Boost logo

Boost :

From: Mohammad Nejati [Ashtum] (ashtumashtum_at_[hidden])
Date: 2023-05-09 14:10:42


Hi, I'm Mohammed Nejati: a C++ enthusiast, Boost aficionado, and a
respecter of good implementation and documentation. I have recently
been hired by The C++ Alliance and I am glad that I have a chance to
dedicate my time to contribute to the C++ community.

We have recently begun to design a new website for boost.org and Boost
library documentation:
https://github.com/cppalliance/site-docs

I am on a quest to add full-text search functionality for the new
Boost library documentation website. Now, users can conveniently
search in a specific Boost library documentation or all Boost
libraries without using an external search engine. A great search
experience helps users of libraries quickly refer to the documentation
during development. Reference documentation can become more
discoverable with a customized search engine.

This is as new for me as it likely is for you, and any help and
feedback would be appreciated. In the following, I'll explain what we
have done and what are our findings so far:

We deployed the Antora Lunr Extension on our in-development site docs:
https://docs.cppalliance.org/user-guide/index.html

Two deployment options exist for search:
* In the client. With this model, the index is downloaded to the
browser, and the search algorithm is executed using the resources of
the browser’s host machine.
* In the server. Here the index is hosted in the cloud, and the search
algorithm runs on the computing resources of the cloud provider.
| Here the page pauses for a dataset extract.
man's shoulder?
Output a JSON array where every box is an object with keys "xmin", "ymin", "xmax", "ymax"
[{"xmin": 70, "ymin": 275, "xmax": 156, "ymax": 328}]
The client-side strengths:
* It is very responsive because there is no request/response involved
in the search process.
* There is no need for a server-side search engine and keep it updated
with new content.
* Low maintenance cost because there is no load on the server to
respond to search queries.
* It can work offline (considering that we can locally build reference
documentation).

A good example of a client-side search is https://docs.rs/ It is used
for searching in the reference documentation for each crate.
Here is an example of the search page (searching `socket` in the
`Tokio` library):
https://docs.rs/tokio/1.28.0/tokio/?search=socket

The metadata in these search results is applicable to C++ as well.

The server-side strengths:
* Wider search scopes: server-hosted search indices can be huge.
* Better results: because of more powerful cloud-computing resources.
* The possibility of semantic search.
* Analytics: server-collected statistics can be used to better serve users.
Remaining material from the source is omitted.